A friend said to me recently that "Any story that can be condensed into a simple description, a one-word description, is something that must be shared."
So here goes--The Mattress Story, feat. Grandmother.
Every year, on the first of May, the town in which I live hosts a city-wide clean-up. Households can throw out what the trash company normally does not accept, such as appliances or furniture.
So, every year, during the last couple days of April, the entire town places aged refrigerators, gaseous microwaves, three-legged coffee tables and the skeletal remains of chairs at the edge of its yards. Thus, every year, the townspeople drive their respective cars up and down each street, slowly, ever so slowly, as to analyze and visually claim someone else's junk.
A worn-in recliner with ripped seams can become the loved, favorite plaid chair in another's living room. A woman and her husband will take chipped bedside tables from one yard, then return to their own home and find that their computer chair--with its missing arm and crooked back--has been reclaimed. Modest individuals will cruise throughout our village, only to return under cover of darkness and awkwardly stuff angular pieces of over-sized household items into their vehicles.
It is true--everyone drives around town; my mother herself has "thrifted" two plant stands, among other minorities (such as a glass-top end table). On the other hand, both my mother and I have stood, incognito, and watched as a young couple took items from our front lawn, an orange recliner included.
Porch swings, metal framing, staircase spindles, leftover slices of laminate countertop, ripped and ragged rugs ... they can all be found on Clean-Up Day. Tried-and-true washing machines, pixel-ized TV screens. Speakers. Kitchen cabinets. Malfunctioning leaf blowers. Mattresses.
Yes, even mattresses.
This is where my short story begins.
This year, on April 30 (the day before Clean-Up Day), my grandmother called my mother. Mom had been busy getting ready for work, and was in the bathroom brushing her teeth when the phone rang.
"Hrrrluh?" she managed through a mouthful of whitening foam.
"Wendy?" Bossy and instructional, my grandmother immediately started in, not bothering to take a breath. "The neighbors down the street put out a mattress and a box spring and I want it. You have to help me."
"Why?" Mom spat into the sink, her toothbrush in one hand, the portable phone in the other. "You don't need mattresses. You already have a bed in your house that you can't use because you have so much crap on it. You don't have room for mattresses."
"I'll put them in the garage."
"Mom! Listen to me! You don't have room." She enunciated each word. "You know that mice live in the garage. They're just going to bury themselves in the fabric and nest and pee and poop all over it. You don't need a mattress."
"Yes I do." Grandmother became angrily accusatory. "Don't you tell me what I need. I don't tell you what you need."
"Mom, you don't have room. You'll never use them. You don't use the ones you have."
My grandmother quickly grew angrier. Her voice rose, her tone changed. Oblivious to the bulging hoard in her home, she began to swear at my mother. "Well, screw you, then! Forget you! I want those mattresses!" And with a snide "I'll get them; you watch!" she hung up on my mother.

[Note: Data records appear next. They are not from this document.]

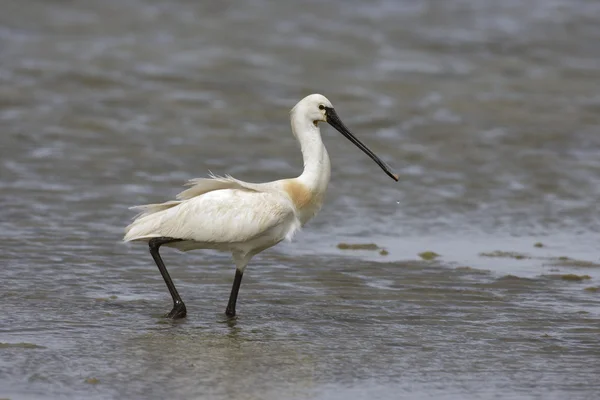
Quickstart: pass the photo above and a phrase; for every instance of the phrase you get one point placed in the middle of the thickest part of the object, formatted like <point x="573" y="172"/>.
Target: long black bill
<point x="336" y="122"/>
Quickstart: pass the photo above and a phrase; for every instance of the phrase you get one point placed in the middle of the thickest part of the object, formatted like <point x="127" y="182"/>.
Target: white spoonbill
<point x="227" y="214"/>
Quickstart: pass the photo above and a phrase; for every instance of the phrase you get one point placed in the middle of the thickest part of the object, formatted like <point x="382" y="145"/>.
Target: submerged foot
<point x="178" y="311"/>
<point x="230" y="312"/>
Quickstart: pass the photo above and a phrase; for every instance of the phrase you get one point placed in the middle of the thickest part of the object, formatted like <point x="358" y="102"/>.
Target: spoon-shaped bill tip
<point x="336" y="122"/>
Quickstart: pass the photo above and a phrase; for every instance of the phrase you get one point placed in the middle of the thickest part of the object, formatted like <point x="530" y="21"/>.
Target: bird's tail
<point x="146" y="225"/>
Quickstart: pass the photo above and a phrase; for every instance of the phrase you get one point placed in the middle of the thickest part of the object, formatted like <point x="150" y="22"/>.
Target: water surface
<point x="488" y="110"/>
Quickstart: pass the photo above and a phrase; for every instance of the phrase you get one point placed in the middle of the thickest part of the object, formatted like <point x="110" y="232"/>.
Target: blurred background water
<point x="488" y="110"/>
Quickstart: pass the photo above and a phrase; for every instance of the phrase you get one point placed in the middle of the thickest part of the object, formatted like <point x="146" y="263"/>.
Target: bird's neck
<point x="317" y="168"/>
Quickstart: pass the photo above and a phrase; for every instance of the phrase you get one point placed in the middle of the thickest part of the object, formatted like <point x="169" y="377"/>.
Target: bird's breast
<point x="306" y="201"/>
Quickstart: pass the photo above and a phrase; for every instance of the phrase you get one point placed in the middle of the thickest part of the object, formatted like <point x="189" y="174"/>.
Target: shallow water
<point x="488" y="110"/>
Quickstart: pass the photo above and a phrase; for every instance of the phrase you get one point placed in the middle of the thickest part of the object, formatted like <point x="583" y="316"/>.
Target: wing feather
<point x="219" y="216"/>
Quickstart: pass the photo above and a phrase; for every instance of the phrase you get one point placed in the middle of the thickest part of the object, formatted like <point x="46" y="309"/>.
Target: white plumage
<point x="244" y="218"/>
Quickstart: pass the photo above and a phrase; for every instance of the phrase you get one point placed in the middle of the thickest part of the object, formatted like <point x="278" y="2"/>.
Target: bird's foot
<point x="230" y="312"/>
<point x="178" y="311"/>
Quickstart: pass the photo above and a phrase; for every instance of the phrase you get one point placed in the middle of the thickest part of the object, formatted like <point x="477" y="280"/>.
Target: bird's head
<point x="317" y="108"/>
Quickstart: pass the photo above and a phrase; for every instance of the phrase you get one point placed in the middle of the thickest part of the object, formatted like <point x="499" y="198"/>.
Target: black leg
<point x="230" y="311"/>
<point x="178" y="310"/>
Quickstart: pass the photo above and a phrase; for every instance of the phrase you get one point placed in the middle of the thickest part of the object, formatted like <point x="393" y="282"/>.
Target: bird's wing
<point x="220" y="217"/>
<point x="199" y="186"/>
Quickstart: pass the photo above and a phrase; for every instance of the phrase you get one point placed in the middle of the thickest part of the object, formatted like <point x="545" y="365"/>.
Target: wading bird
<point x="227" y="214"/>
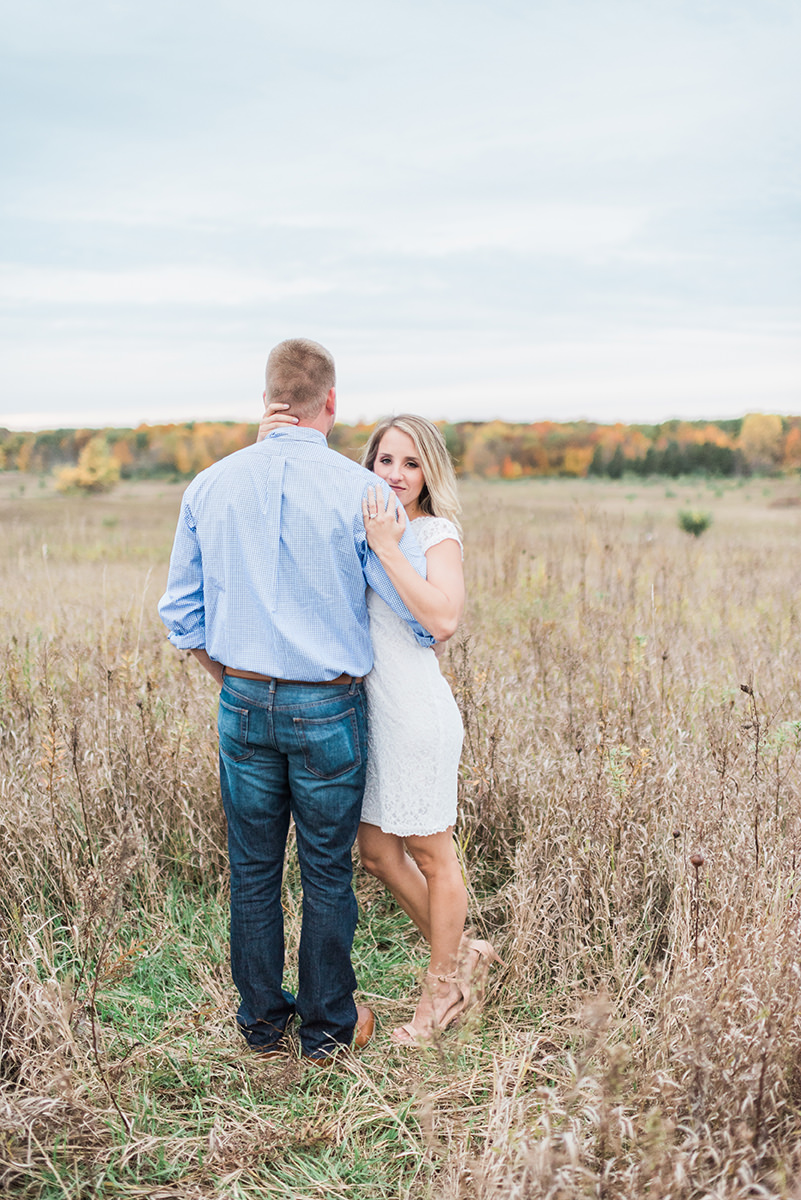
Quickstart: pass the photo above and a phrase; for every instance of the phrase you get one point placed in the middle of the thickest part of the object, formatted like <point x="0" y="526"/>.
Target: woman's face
<point x="398" y="463"/>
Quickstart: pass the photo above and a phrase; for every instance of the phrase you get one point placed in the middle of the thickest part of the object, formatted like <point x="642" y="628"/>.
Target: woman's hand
<point x="275" y="418"/>
<point x="384" y="522"/>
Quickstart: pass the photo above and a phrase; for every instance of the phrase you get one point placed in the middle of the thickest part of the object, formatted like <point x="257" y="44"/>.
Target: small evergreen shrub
<point x="694" y="522"/>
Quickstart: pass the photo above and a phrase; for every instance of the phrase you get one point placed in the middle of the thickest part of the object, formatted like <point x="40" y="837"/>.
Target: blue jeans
<point x="300" y="750"/>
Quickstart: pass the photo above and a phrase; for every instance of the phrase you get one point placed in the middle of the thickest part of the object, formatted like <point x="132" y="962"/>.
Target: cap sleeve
<point x="431" y="531"/>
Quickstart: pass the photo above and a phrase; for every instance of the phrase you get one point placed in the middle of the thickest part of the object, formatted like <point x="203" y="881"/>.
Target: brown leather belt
<point x="307" y="683"/>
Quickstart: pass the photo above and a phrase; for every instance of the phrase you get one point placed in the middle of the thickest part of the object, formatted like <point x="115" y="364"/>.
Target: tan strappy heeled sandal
<point x="415" y="1036"/>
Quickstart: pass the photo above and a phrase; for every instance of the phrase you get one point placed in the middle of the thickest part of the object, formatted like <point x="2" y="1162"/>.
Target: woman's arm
<point x="435" y="601"/>
<point x="275" y="418"/>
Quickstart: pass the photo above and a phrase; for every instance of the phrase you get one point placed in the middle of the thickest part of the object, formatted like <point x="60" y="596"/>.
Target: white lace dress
<point x="415" y="727"/>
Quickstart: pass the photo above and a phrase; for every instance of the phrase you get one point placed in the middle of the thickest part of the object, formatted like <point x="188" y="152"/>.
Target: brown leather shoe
<point x="321" y="1062"/>
<point x="365" y="1026"/>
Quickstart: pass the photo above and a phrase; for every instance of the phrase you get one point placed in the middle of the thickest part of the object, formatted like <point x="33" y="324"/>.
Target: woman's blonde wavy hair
<point x="439" y="497"/>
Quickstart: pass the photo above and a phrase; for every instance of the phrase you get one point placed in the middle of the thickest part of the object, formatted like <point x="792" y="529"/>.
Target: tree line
<point x="759" y="442"/>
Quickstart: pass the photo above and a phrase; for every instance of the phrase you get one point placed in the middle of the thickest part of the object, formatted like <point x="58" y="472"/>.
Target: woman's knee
<point x="434" y="856"/>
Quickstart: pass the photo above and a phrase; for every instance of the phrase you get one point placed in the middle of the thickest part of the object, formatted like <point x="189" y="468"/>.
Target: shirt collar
<point x="301" y="432"/>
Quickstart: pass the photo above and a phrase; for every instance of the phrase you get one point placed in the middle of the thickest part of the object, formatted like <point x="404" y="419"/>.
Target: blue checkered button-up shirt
<point x="270" y="562"/>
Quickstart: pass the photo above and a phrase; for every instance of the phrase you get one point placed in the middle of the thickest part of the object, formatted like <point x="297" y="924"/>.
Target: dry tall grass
<point x="631" y="701"/>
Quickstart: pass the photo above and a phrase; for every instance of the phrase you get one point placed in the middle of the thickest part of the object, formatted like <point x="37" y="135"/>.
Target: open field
<point x="631" y="697"/>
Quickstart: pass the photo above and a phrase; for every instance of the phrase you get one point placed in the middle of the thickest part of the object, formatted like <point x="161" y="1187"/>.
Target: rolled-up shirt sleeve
<point x="182" y="607"/>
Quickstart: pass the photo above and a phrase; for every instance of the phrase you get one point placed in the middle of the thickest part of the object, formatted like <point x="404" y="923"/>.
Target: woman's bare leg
<point x="383" y="856"/>
<point x="431" y="891"/>
<point x="447" y="898"/>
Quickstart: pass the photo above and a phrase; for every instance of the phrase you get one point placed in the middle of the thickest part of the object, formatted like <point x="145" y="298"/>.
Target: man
<point x="266" y="588"/>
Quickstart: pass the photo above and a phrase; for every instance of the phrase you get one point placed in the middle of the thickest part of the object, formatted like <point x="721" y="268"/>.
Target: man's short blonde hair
<point x="300" y="373"/>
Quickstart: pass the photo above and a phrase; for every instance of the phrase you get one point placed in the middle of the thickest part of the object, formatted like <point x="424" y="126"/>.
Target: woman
<point x="405" y="837"/>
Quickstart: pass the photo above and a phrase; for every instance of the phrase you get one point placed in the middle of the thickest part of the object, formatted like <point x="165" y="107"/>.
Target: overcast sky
<point x="519" y="209"/>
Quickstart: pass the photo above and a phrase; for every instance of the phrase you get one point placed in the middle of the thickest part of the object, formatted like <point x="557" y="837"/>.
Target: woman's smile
<point x="397" y="462"/>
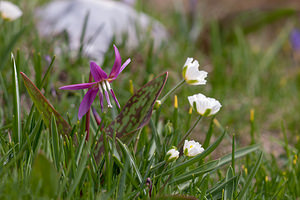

Mom, presumably, shook her head and glared at the phone. Her eyes wide, she took a deep breath to control an outburst. Growling, she finished brushing her teeth and put the phone back on the hook. Fifteen minutes later, she was ready for work. Eighteen minutes later, she was at work.
The day started off normal. Mom took orders. Cooked. Burned herself on the fryer. Swore at hamburger grounds that fell on the floor. However, in the middle of her shift, the phone rang.
"Hello?" she said (this time without a mouth of toothpaste).
"Wendy?" It was her sister, my aunt. "I just got a text from our brother. He wanted to know why our mother was dragging a mattress up the street by herself."
Mom started laughing in disbelief. "Oh my God. She's actually doing it?" She explained the morning's phone call to her sister. "Our mother is crazy. Crazy. I was not going to help her." They joked about the absurdity of a 76-year-old woman dragging a mattress and box spring up the street by herself.
Personally, I picture my frail grandmother walking up the street at an angle, a heavy mattress bent and slugged under her arm. She would huff and puff. Wheeze from her emphysema. Swear at all of her children for refusing to enable her hoarding.
A few days later, my mother was approached by my grandmother, who only had one snarky remark, "Well, I did get those mattresses in the garage."